The tall man shook hands with the man with the Medal.
“What do you say, Mac?” he said.
“Did I hear you say you bought that?” MacMillan asked.
“Yeah, you like it?”
“Who are you going to get to fly it for you?” MacMillan asked, innocently.
“You must be Greer,” Lowell said, putting out his hand. “Bob Bellmon tells me you’re the final solution for MacMillan.”
“And what’s that supposed to mean?” MacMillan asked.
“A twenty-four-hour-a-day keeper to read road signs and menus for you, that sort of thing,” Lowell said.
They were smiling, but Hawkins sensed that there was a degree of genuine hostility between them. Or maybe contempt.
“What’s this all about, Mouse?” Lowell asked. “I appreciate getting an excuse for teacher to get out of school and an excuse to fly my new little bird down here, but I am a little curious.”
“This is Lieutenant Colonel Hawkins,” Felter said. “He’s going to take your place in Algiers.”
“Oh,” he said. He put out his hand to Hawkins. “I’m Major Lowell, sir.”
“How do you do?” Hawkins asked. He decided that he had not heard correctly or else that Major Lowell was joking about just having bought the civilian Aero Commander. Majors simply do not have that kind of money.
“Mon Général,” Felter said, “may I present Major Lowell?”
“Mon Général,” Lowell said, almost coming to attention before the general put out his hand to him.
“I’m happy to finally meet you, Major,” the general said. “Especially under such circumstances.”
“May the major inquire into the nature of those circumstances, mon Général?” Lowell asked.
“You have been a hero, again, Craig,” Felter said. “And they are going to give you a medal, again.”

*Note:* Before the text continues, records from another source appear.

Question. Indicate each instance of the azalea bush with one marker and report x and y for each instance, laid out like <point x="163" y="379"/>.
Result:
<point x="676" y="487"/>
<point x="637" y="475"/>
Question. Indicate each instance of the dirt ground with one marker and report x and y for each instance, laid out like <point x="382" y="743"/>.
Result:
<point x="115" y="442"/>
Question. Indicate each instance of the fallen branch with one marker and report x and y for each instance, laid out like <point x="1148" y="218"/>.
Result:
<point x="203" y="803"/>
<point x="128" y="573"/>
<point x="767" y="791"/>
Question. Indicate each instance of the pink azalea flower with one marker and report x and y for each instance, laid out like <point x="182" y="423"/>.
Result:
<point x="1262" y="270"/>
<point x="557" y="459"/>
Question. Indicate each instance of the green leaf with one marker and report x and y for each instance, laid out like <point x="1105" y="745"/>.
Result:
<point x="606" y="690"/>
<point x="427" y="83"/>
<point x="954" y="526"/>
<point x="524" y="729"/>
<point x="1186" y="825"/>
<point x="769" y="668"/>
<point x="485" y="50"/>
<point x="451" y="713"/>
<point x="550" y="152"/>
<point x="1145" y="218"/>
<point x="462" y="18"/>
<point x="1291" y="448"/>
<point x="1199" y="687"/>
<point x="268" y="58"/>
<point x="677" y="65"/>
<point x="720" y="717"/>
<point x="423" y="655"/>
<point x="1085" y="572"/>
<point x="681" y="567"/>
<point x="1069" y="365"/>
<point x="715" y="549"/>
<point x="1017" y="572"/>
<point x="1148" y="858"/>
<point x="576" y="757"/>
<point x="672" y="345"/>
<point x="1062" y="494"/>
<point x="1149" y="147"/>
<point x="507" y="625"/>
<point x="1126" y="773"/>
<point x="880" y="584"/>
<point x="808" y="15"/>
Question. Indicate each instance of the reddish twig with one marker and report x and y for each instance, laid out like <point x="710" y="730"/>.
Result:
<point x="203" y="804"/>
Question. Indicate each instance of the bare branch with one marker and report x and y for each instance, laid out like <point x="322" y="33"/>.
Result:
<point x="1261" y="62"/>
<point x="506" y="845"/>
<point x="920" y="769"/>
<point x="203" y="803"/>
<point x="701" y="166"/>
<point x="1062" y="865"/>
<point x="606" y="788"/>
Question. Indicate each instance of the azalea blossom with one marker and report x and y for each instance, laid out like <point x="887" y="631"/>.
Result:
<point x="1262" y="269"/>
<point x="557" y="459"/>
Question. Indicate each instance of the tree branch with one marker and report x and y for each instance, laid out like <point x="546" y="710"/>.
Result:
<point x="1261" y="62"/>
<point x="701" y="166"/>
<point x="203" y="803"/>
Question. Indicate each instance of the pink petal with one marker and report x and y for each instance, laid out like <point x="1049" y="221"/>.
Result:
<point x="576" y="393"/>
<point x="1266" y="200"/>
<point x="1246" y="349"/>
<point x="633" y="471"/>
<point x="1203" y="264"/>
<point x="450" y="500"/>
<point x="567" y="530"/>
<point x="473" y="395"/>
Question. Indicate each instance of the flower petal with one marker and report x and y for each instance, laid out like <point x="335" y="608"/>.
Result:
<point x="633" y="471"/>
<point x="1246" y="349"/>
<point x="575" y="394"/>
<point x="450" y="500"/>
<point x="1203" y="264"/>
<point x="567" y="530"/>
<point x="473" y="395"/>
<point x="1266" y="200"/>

Hawkins wondered just who the hell the little Jew could be. Probably someone from the State Department. He realized that he had just heard that not only had his application for attaché duty come through, but that he had been told where he was going. To Algiers.

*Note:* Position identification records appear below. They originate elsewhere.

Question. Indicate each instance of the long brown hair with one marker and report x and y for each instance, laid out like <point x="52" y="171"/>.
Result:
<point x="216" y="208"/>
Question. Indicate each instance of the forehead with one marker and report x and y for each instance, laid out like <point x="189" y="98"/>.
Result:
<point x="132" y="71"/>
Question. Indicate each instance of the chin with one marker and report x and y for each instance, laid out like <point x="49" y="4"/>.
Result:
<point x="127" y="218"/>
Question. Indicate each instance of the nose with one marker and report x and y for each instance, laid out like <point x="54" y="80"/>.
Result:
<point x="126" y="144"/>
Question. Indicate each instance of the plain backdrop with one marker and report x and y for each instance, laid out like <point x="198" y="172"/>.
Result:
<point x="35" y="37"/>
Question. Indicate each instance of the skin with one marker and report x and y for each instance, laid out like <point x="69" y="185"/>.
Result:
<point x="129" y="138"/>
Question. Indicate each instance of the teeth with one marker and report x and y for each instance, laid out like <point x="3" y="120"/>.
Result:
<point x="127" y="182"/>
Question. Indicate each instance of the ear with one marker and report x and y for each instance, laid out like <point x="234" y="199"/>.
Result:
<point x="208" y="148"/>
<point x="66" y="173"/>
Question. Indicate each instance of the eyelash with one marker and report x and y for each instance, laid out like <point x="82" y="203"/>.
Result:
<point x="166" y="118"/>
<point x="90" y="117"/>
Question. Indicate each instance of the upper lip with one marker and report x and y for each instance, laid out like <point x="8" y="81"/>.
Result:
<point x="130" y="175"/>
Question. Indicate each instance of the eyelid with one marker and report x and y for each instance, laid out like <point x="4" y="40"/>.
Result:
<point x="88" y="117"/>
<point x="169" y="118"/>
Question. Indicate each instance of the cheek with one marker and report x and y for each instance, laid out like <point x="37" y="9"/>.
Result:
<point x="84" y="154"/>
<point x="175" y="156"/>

They rode into downtown New Orleans in a Cadillac limousine with a Corps Diplomatique tag mounted above the license plate. They were taken to a turn-of-the-century mansion on Saint Charles Avenue. A brass plate mounted to the brick fence pillar identified it as Le Consulat Générale de la République Française.
They were ushered into the office of the consul general. Hawkins saw through French doors leading to another room that there was a buffet laid out, with half a dozen bottles of champagne in coolers.
“May I suggest, Monsieur le Consul,” the French general said, “that we have our little ceremony? And then we can have, perhaps, something to drink.”
“Until just now,” Lowell said to Felter, “I thought you were kidding.”
The consul took a blue-bound folder from his desk.
Felter pushed the warrant officer and Major Lowell into line before the consul.
“Dans le nom de la République française!” the consul announced, dramatically. The French general came to attention.
He read a citation. For valor in action in leading survivors of a shot-down aircraft through enemy lines in the vicinity of Dien Bien Phu, French Indo-China, Major Rudolph G. MacMillan, U.S. Army, was invested with the Legion of Honor, in the grade of Chevalier. General des Fernauds pinned the medal of the Legion of Honor on MacMillan’s tunic and then kissed his cheeks.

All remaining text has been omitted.